Judge Wary of Lawsuit Over Smoking in Movies

     SAN FRANCISCO (CN) - A federal judge on Friday seemed skeptical of arguments that the motion picture industry misrepresents the content of films by not giving R ratings to all movies featuring tobacco smoking.
     Bay area activist Timothy Forsyth sued the Motion Picture Association of America, National Association of Theatre Owners and six major film studios in Federal Court in February, seeking an injunction to require R ratings for films that include tobacco imagery.
     Forsythe says scientific evidence supports the claim that failing to shield young audiences from smoking in films will cause more children to pick up the habit and lead to at least a million deaths from tobacco-related health issues in the future.
     His lawsuit cites health experts and advocates, including the World Health Organization and American Medical Association, which have recommended that smoking in films targeted at youth be eliminated to "reduce the deadly physical harm these films pose to young audiences."

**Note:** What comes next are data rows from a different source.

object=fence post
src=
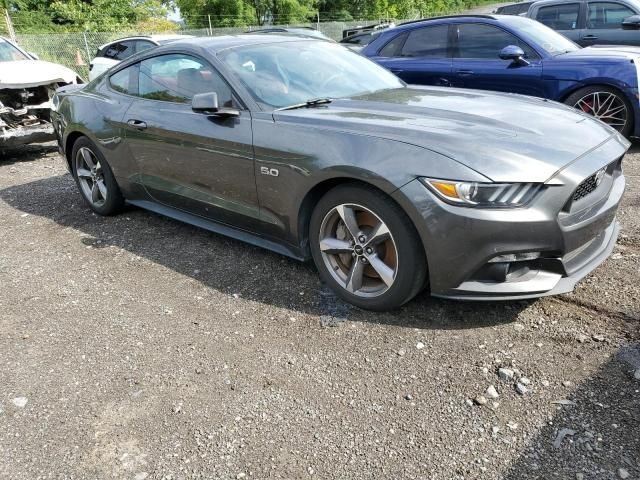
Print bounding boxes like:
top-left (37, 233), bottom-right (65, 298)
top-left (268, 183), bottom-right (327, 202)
top-left (4, 10), bottom-right (18, 43)
top-left (82, 32), bottom-right (91, 62)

     At a hearing Thursday, attorneys for the film industry argued that ratings assigned to films are expressions of protected free speech and cannot be challenged in court under California's Anti-SLAPP statute.

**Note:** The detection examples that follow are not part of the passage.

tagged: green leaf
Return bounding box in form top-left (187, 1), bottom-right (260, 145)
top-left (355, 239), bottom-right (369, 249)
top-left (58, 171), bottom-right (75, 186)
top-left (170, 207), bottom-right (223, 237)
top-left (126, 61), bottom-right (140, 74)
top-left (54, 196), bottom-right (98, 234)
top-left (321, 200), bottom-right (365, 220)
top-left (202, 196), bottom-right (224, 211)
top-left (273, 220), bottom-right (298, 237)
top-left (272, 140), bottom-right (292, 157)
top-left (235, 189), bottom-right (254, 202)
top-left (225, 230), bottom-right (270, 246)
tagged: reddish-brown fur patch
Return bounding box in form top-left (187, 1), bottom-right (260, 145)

     "This is not a case where plaintiff is trying to hold defendants liable for something said; rather something unsaid," film industry attorney Kelly Klaus argued. "They are forcing defendants to express opinions they want us to express."
     Roger Myers, representing theatre owners, cited the 2011 Supreme Court ruling in Brown v. Entertainment Merchants Association, which struck down a California law restricting minors' access to video games with violent content.
     Myers said the high court recognized that video games are entitled to the same First Amendment protections as movies, and that the state's restriction on free speech was not justified by a compelling government interest because "the science wasn't certain enough."
     But unlike the uncorroborated link between violence and video games, Forsythe's attorney David Schachman argued evidence on the effect of exposing children to images of smoking and the resulting danger to their health is "overwhelming."
     Forsythe's lawsuit notes that half of the top-grossing films released from 2012 to 2015 featured tobacco imagery, and he cites multiple studies on how researchers measure "tobacco impressions" on film audiences and the harm caused by those impressions.
     Nevertheless, U.S. District Judge Richard Seeborg appeared unconvinced that giving a PG or PG-13 rating to films with smoking rose to the level of an intentional misrepresentation by the movie industry.
     "I'm still unclear what the misrepresentation is," Seeborg said.
     Guidelines for a PG-13 rating state that "some material may be inappropriate for children under 13."
     Seeborg said that did not seem like a misleading statement regarding the content of films that contain tobacco imagery.
     "You're saying it's not a good enough representation, that it should be stronger," Seeborg asked, attempting to ascertain Schachman's position.
     "Saying it may be inappropriate when it's killing kids by the hundreds of thousands is false and misleading," Schachman replied. "It is inappropriate."
     Schachman insisted that the evidence of harm caused by exposing children to tobacco imagery is the key factor in this case. But Seeborg disagreed.
     "I think it's more about what is being represented in this certification mark," Seeborg replied.
     Schachman forcefully argued that the movie industry cannot hide behind free speech protections to escape culpability for being dishonest with parents about the content of films to which it assigns ratings.
     However, Seeborg did not appear particularly persuaded that the PG and PG-13 ratings amounted to an intentional effort to mislead consumers.